Millar s'était fendu à l'époque d'une promo tapageuse, d'un goût discutable, qui affirmait qu'en comparaison de Nemesis, Kick-Ass était de la... merde. Il avait également intrigué nombre de lecteurs avec un teaser qui posait une question simple mais intéressante : que se serait-il passé si Batman était devenu le Joker ?
L'on sait malheureusement que Millar ne se tient pas forcément toujours au pitch de départ qu'il annonce, et Kick-Ass par exemple, après un début passionnant et réaliste, avait vite versé dans l'invraisemblance la plus totale.
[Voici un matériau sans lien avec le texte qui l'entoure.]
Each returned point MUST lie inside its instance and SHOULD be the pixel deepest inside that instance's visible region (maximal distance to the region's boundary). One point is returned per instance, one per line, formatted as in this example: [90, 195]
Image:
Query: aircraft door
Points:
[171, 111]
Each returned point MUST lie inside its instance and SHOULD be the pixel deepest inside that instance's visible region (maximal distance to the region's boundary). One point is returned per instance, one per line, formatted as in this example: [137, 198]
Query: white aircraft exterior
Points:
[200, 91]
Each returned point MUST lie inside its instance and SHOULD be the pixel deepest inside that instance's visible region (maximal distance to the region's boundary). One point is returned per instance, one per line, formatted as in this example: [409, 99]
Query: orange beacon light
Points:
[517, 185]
Et pourtant, Kick-Ass était loin d'être mauvais, surtout en comparaison de Nemesis !

Non seulement le récit ne brille pas par son originalité, mais il est s'avère vide de sens, creux et repose sur une violence gratuite assez malsaine. Car effectivement, c'est assez sanglant et quelque peu pervers. Ce n'est bien entendu pas un problème en soi, certains auteurs, comme Ennis, nous ont déjà habitué à un niveau de transgression très élevé. Seulement, pour que cela fonctionne, il faut que cette transgression soit au service de quelque chose. Ennis, dans Preacher, The Boys ou La Pro, pour ne citer que ces exemples, sait être drôle ou émouvant et, surtout, son propos est très souvent bien plus intelligent que la forme brutale ne pourrait le laisser penser.
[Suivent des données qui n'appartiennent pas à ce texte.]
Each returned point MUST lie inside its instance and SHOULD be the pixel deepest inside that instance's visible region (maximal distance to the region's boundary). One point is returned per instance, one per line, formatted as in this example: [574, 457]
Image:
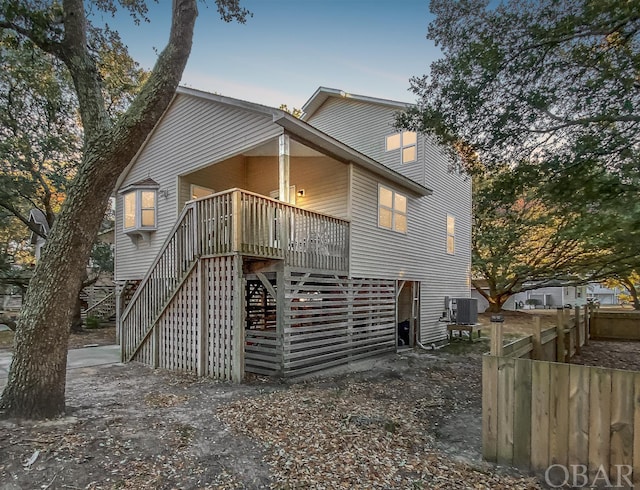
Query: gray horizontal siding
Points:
[194, 133]
[420, 254]
[364, 127]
Ici, Millar se contente de surfer sur la provocation et les effets d'annonce (l'on en vient à penser qu'il est meilleur en construction de teasers qu'en scénariste, même si certaines de ses oeuvres, comme Old Man Logan ou Wanted, valent largement le détour). De manière étonnante, Panini évoque, dans la petite introduction qui accompagne l'ouvrage, un humour noir qui est au contraire totalement absent. Et si ce côté (trop) sérieux est sans doute pour beaucoup dans l'impression générale, ce n'est qu'une partie du problème.

Là où le choix de Millar apparaît comme incompréhensible, c'est dans le peu de développement qu'il accorde à ses deux personnages principaux. A son niveau d'expérience (et étant donné ses travaux passés), il ne peut s'agir que d'une volonté délibérée et non d'une maladresse de débutant, ce qui est encore plus déroutant.
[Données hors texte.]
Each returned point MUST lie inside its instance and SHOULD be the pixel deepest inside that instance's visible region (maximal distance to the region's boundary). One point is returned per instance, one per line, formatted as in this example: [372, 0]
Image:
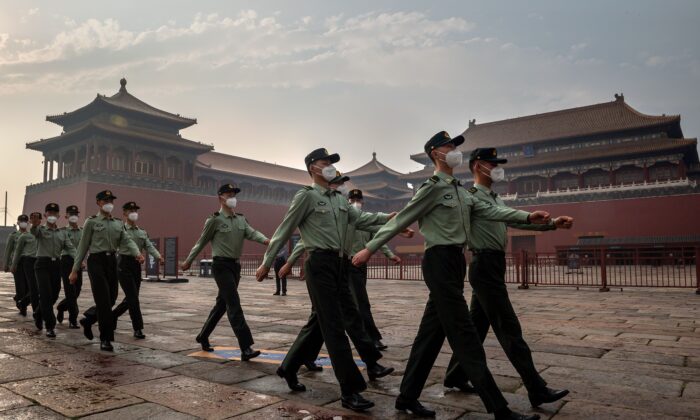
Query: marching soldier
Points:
[103, 235]
[226, 230]
[71, 291]
[444, 209]
[490, 305]
[130, 270]
[23, 260]
[322, 216]
[51, 242]
[21, 297]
L'on se retrouve en effet devant un méchant très méchant et un gentil assez fadasse. Difficile de faire plus minimaliste. Et sans un background un peu travaillé, sans un minimum de personnalité, les personnages deviennent transparents et, par contraste, font encore plus ressortir une ultra-violence qui tourne au voyeurisme de bas étage et à l'absurde. Une absurdité encore appuyée par la plupart des rares rebondissements, qui manquent totalement de crédibilité, et par une navrante vacuité.

Au final, voilà un comic bien mauvais mais qui, en surface, donne l'impression d'être "moderne" et dans l'air du temps. Vite lu, mal digéré, immédiatement oublié, Nemesis est à la BD ce que McDonald est à la gastronomie : un ersatz gras et lourd misant tout sur l'emballage, la rapidité et de fausses promesses.
A côté, Kick-Ass était un chef-d'oeuvre. Quant à savoir ce que Batman serait devenu s'il avait été le Joker, personne n'en a la moindre idée. En tout cas, pas Millar.
Bien sûr, cette histoire sera adaptée au cinéma, ce serait dommage de passer à côté. Décidemment, tout se recycle.

Un faux évènement, porté par un auteur qui, visiblement, mise plus sur la communication que l'écriture.